Can ChatGPT replace judges?

Popular AI products such as ChatGPT, Google Gemini, and Claude by Anthropic aren’t ready to replace judges – at least not yet, according to experts at an event at Harvard Law School earlier this month.

But while the panelists agreed that large language models (LLMs) should not be the final arbiter in a legal dispute, several argued that such tools are already being deployed in the practice of law – and sometimes, in useful ways.

“AIs are already lawyering, no doubt about it,” said Kevin Newsom ’97, a judge in the United States Court of Appeals for the Eleventh Circuit.

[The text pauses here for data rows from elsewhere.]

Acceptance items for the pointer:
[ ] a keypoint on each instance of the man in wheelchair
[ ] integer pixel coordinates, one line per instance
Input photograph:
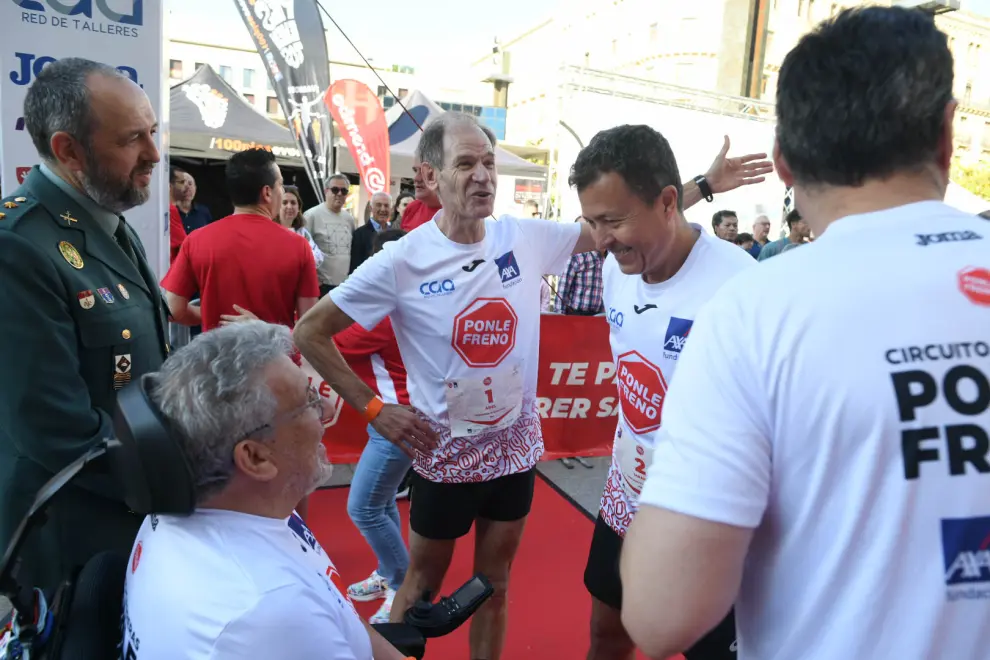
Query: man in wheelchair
(242, 576)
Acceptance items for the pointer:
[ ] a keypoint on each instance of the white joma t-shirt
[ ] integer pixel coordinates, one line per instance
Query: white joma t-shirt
(649, 325)
(467, 323)
(844, 415)
(222, 585)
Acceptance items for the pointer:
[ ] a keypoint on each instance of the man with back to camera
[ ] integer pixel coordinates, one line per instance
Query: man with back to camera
(836, 486)
(82, 314)
(246, 259)
(477, 438)
(658, 272)
(242, 576)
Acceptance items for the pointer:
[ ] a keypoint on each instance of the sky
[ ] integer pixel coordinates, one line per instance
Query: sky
(393, 34)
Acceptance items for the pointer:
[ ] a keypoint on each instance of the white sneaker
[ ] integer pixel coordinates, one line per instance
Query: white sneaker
(373, 588)
(384, 613)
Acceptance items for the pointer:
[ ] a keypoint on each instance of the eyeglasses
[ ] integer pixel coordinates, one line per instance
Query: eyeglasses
(313, 400)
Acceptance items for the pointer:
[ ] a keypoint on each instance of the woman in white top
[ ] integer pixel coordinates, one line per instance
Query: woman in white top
(291, 218)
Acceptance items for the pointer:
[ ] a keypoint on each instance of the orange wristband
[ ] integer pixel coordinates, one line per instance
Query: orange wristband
(372, 410)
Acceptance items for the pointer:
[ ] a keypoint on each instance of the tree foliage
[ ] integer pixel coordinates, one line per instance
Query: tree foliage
(974, 178)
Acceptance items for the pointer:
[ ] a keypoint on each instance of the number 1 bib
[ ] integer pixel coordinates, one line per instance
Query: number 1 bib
(634, 458)
(476, 404)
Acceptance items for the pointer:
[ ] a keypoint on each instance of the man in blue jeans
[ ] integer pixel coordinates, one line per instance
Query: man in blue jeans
(374, 356)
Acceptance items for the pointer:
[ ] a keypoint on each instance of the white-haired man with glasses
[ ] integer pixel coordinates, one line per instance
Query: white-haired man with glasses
(242, 576)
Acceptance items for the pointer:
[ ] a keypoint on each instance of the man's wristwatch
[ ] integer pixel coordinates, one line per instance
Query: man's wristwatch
(704, 187)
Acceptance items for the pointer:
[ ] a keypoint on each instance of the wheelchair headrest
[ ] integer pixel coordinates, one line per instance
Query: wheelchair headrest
(149, 461)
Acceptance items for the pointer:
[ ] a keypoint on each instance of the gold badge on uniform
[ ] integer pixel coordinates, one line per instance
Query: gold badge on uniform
(121, 370)
(86, 299)
(71, 254)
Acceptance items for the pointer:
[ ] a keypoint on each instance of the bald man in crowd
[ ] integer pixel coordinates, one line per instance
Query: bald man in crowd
(364, 236)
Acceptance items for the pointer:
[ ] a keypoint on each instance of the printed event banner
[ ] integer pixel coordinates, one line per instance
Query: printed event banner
(576, 394)
(289, 37)
(126, 34)
(359, 114)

There is evidence that a growing number of American lawyers and judges are using AI tools at some stage of their work, including in legal research, case summaries, filings, preparation for arguments, and even, in some cases, the decisions themselves. The trend is international, as countries such as Brazil, whose justice system has an estimated backlog of 80 million cases, are increasingly deploying AI algorithms to process claims.

At a panel discussion sponsored by the Daniel Fellowship of the Harvard Program on Biblical Law and Christian Legal Studies (PBLCLS) on September 15, experts discussed the utility of generative AI in legal interpretation, particularly for textualists. Textualist judicial philosophy prioritizes the “ordinary meaning” of a law at the time it was written in resolving conflicts.

In a concurring opinion for the Eleventh Circuit that went viral in 2024, Newsom acknowledged that he had used ChatGPT in researching one of his cases, sparking a wider conversation about the use of such tools in a legal context.

Speaking at the event, Newsom recounted that the case in question had turned on the ordinary meaning of the word “landscaping” – specifically, whether an inground trampoline qualified as such.

“So, I did what any good textualist would do. I went to the dictionaries,” he said. “But try as we did, we couldn’t quite tease out from the dictionary definitions alone what the controlling criteria for ‘landscaping’ was.”

Frustrated, Newsom and his law clerk, Alana Frederick, decided to see what AI would have to say about the term. “It was really just sort of for kicks and giggles at that point, but the longer and harder we thought about it … it just seemed less and less crazy … that these large language models might have something to tell us about the everyday meaning or understanding of terms used in written legal instruments.”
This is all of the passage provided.